Marina Kurikhina is a Russian born curator based in Los Angeles and focusing on international projects, with a particular attention on Latin American contemporary art. She has several projects in the pipeline including an exhibition with Alejandro Almanza Pereda at Ibid Gallery in Los Angeles. She is currently working on a major institutional project in Los Angeles with SecondHome.io, which she will share at the press lounge next March. “It will blow your mind, I promise!” she says…
If you could have dinner with any artist, dead or alive, who would it be?
How did you become (OR) what motivated you to become a curator?

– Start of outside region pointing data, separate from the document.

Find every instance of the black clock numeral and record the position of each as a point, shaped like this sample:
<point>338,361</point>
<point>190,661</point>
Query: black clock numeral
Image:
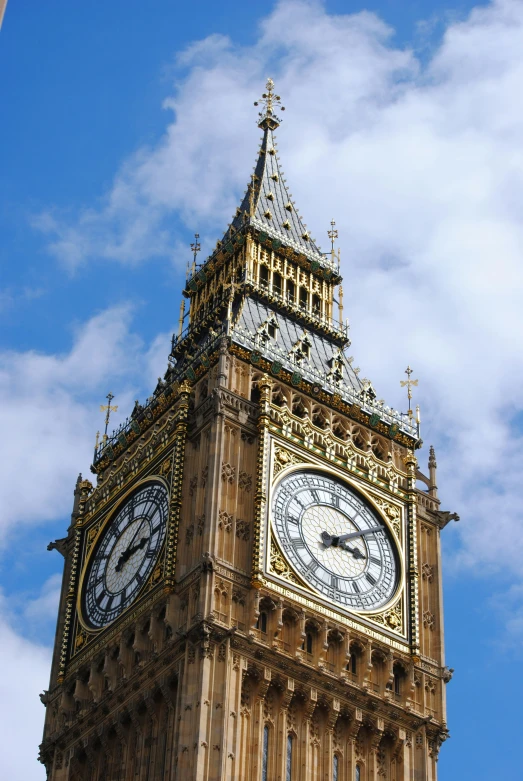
<point>298,544</point>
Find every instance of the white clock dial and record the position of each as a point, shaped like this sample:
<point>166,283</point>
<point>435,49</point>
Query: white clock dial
<point>335,540</point>
<point>125,555</point>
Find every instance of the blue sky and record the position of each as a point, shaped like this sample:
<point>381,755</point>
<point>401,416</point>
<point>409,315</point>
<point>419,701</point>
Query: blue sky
<point>126,127</point>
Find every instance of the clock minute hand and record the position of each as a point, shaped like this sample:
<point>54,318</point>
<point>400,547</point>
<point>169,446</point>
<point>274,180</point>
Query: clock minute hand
<point>331,539</point>
<point>353,535</point>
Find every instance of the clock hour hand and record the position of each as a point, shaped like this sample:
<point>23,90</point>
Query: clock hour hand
<point>355,551</point>
<point>126,555</point>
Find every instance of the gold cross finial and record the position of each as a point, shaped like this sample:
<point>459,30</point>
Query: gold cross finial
<point>195,247</point>
<point>107,408</point>
<point>408,383</point>
<point>269,101</point>
<point>333,235</point>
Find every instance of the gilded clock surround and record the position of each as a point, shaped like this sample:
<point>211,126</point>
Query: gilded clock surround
<point>93,536</point>
<point>226,641</point>
<point>395,605</point>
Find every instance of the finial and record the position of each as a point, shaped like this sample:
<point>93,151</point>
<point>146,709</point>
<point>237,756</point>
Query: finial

I wanted to be an artist but I studied design first. Then I realised that none of my artist friends could create works and make exhibitions at the same time. Curating was a way for us to work together and help each other. There was an immediate understanding, I knew I could do this.
What 3 words best describe your curatorial style?
Journey, dialogue and notion of the other.
What is the most memorable exhibition you have ever seen, and why?
El Gabinete Blanco [The White Cabinet] by Adriano Pedrosa at Jumex Collection in 2010. It was a small room with only white works which included artists like Dan Flavin next to Jose Davila, Fernanda Gomes next to Lucio Fontana, Glenn Ligon and Adriana Varejão, among many. All the works talked to one another, they all had their own space and an intimate voice. I had to go back there 5 times, it felt so good to be in that room! I think Pedrosa is one of the most important curators today who has the talent of merging elements that you don’t expect to merge, regardless of the period or medium of works he deals with. Go and see his MASP museum in Sao Paulo and you’ll know what I mean.
“A good artist has less time than ideas” Martin Kippenberger. Do you agree?
Yes and this extends to everyone in this world so I would say, any creative mind has more ideas than time.